Gecoacht werden die Jugendlichen von freiwilligen Spielleitern aus der wirtschaftlichen Praxis. Die Schülerinnen und Schüler agieren als Geschäftsleitungen von mehreren konkurrenzierenden Produktionsbetrieben. Sie entwickeln ihre eigenen Unternehmensstrategien und treffen über fünf Geschäftsjahre hinweg alle relevanten operativen Entscheidungen. Nach Smartwood werden noch die Geschäftsleitungen von vier weiteren Firmen auftreten.
Wirtschaft in die Schulen bringen
Im Publikum sitzt Cathrin Moser von wirtschaftsbildung.ch. Der gemeinnützige Verein ist zuständig für die Organisation der Wirtschaftswoche, die in der ganzen Schweiz in Gymnasien und Fachmittelschulen durchgeführt werden. «Wir wollen die Wirtschaft in die Schulen bringen, vom wirtschaftlichen Basiswissen bis zu wirtschaftlichen Zielkonflikten», erklärt sie. Cathrin Moser stellt fest, dass die Lernkurve bei den Jugendlichen jeweils steil ist: «Ich bin jedes Mal wieder beeindruckt, wie die Jugendlichen an das Thema Wirtschaft herangehen.»
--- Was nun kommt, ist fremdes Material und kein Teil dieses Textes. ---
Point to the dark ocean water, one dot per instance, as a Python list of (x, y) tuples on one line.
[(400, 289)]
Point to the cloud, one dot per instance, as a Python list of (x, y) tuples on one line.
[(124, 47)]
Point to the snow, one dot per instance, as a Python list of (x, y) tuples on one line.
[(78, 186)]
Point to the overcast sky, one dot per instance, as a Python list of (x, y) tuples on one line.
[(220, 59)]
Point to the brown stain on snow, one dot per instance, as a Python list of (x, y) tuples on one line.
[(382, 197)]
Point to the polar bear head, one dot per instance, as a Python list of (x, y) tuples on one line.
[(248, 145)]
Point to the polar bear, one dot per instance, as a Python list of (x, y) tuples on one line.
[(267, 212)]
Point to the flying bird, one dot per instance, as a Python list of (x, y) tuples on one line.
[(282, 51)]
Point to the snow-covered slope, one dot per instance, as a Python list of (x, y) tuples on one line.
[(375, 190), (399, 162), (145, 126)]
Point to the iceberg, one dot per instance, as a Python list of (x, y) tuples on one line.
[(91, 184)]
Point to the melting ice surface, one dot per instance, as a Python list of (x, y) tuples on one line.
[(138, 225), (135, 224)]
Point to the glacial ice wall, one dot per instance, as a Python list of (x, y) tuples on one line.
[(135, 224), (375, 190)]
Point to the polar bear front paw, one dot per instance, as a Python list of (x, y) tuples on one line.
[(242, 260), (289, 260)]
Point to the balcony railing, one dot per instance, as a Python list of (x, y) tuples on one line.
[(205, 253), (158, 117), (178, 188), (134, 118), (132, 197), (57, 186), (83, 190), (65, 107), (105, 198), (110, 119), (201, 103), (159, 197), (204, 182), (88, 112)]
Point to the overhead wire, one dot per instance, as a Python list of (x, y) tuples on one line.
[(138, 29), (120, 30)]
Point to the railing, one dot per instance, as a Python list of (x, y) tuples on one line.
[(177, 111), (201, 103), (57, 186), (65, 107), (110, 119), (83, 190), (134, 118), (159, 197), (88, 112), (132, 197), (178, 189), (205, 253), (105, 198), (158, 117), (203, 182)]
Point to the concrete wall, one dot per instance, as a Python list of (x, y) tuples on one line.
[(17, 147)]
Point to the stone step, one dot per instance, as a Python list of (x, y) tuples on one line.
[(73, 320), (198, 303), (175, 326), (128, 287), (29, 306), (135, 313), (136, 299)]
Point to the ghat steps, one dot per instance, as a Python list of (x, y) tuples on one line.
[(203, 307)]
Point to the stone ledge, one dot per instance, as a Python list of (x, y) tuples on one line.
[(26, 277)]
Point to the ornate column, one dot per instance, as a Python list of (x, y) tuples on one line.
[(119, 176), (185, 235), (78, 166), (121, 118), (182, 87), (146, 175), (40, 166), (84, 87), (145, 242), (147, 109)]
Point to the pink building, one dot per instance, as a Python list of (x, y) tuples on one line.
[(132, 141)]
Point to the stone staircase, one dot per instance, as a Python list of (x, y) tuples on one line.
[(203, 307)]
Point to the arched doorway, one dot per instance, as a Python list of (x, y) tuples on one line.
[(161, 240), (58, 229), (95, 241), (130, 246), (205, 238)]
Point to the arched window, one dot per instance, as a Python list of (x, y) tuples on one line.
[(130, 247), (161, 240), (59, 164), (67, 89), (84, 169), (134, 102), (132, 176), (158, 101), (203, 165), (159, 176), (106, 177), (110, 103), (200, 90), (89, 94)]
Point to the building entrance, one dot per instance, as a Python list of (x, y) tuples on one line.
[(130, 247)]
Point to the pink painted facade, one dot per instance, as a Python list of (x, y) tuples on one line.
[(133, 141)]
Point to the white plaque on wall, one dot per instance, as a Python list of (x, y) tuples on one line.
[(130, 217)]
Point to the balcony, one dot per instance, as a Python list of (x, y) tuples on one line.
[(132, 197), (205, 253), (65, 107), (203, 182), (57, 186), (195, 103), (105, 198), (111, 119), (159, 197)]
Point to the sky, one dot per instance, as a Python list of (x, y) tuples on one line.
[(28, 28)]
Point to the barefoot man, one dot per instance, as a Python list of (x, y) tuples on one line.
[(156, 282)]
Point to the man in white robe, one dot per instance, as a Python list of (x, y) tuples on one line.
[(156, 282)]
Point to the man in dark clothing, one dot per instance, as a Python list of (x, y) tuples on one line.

Sehr komplex und sehr real
Für die Unternehmenssimulation gibt es insgesamt 400 freiwillige Spielleiterinnen und Spielleiter. Diese werden vom Verein ausgebildet. Renato Saredi betreut bei der UBS institutionelle Kunden in der Region Zürich/Ostschweiz. Er hat die Ausbildung zum Spielleiter im vergangenen Sommer gemacht. An der Academia Engiadina darf er seine erste Simulation leiten. «Ich war sofort begeistert vom Konzept, denn junge Menschen wissen in der Regel zu wenig über die Wirtschaftswelt», sagt er. Die Simulation sei sehr komplex und sehr real gestaltet. Am Anfang verstünden die meisten nur Bahnhof. Es sei spannend zu sehen, wie das Team im Laufe von nur einer Woche immer besser funktioniere und wie plötzlich ein Verständnis vorhanden sei.
Peter Kurattli war beruflich ebenfalls im Banksektor tätig und ist heute in der konzeptionellen Finanzplanung tätig. «Ich bin mit Leidenschaft Spielleiter der Wirtschaftswoche», sagt er. Ihm gehe es darum, aufzuzeigen, was im Alltag wichtig ist, vom Auftritt bis zur Sozialkompetenz. «Wenn man am Freitagvormittag jeweils sieht, was die Jungen alles gelernt haben, darf man stolz auf sie sein», meint er. Die Schülerinnen und Schüler würden nicht nur lernen, ein Produkt zu verkaufen, sondern vor allem sich selbst gut zu verkaufen.